Budget deficits bedevil nearly every state, yet six states have not raised their beer taxes in 50 years or more, according to a new interactive map published by Marin Institute called the Neglected & Outdated Beer Taxes Map. Wyoming, in fact, hasn’t raised its beer tax since 1935, when Franklin D. Roosevelt was serving his first term as president.
The six states that have not changed their beer taxes in at least 50 years are Kentucky, Louisiana, Mississippi, Pennsylvania, West Virginia, and Wyoming. Marin Institute also compared actual tax rates and the amount of real value lost to inflation, and found six more states with extremely low and out-of-date beer taxes — Georgia, Idaho, Michigan, Missouri, North Dakota, and Wisconsin — to create a list of the bottom 12 states in the nation.

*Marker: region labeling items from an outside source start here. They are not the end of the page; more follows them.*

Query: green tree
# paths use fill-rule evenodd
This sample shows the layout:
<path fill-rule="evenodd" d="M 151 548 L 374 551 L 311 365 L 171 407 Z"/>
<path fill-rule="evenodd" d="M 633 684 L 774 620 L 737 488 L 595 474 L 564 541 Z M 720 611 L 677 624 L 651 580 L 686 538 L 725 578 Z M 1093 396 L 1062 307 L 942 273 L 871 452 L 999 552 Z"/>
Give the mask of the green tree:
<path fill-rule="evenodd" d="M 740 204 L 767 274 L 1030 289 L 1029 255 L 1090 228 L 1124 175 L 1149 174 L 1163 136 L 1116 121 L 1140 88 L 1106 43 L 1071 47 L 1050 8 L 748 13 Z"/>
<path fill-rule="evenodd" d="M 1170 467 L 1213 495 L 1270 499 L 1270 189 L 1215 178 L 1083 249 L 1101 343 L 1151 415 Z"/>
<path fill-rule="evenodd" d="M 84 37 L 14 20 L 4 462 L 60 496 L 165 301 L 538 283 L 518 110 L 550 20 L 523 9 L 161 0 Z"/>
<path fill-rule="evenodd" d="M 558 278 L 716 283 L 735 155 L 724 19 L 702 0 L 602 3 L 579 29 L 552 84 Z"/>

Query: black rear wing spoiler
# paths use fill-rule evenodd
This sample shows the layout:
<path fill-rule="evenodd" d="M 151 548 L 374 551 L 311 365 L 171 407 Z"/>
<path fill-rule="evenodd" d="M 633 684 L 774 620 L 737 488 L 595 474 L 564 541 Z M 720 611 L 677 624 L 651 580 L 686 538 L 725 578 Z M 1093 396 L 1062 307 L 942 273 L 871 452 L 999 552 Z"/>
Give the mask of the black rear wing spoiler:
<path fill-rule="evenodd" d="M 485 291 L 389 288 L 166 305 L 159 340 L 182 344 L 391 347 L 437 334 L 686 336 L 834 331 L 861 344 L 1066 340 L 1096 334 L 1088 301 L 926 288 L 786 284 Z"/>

“Just point your cursor at a state and you can see [your state’s] current beer tax rate, the year of your last tax increase, and the loss of revenue from inflation,” said Bruce Lee Livingston, CEO of the Marin Institute. “We show the twelve states that have hit the bottom of the barrel in beer tax revenues and are the most overdue for an increase.”
The problem, according to Marin Institute, isn’t just low tax rates, it’s also inflation. In 47 states, the revenue from beer taxes lost to inflation ranged from 25 percent to over 75 percent.
For example, the real value of Wyoming’s beer tax — 2 cents a gallon — has eroded by a whopping 94 percent since it was created. According to Marin, an increase of a nickel a drink in Wyoming would yield nearly $8 million in annual revenue, easily exceeding the $5 million budget shortfall projected for the state by 2013.
The solution? Marin Institute recommended that states looking for revenue consider raising their beer taxes — and indexing the new rates to inflation.
Is your state at the bottom of the “beer tax barrel”?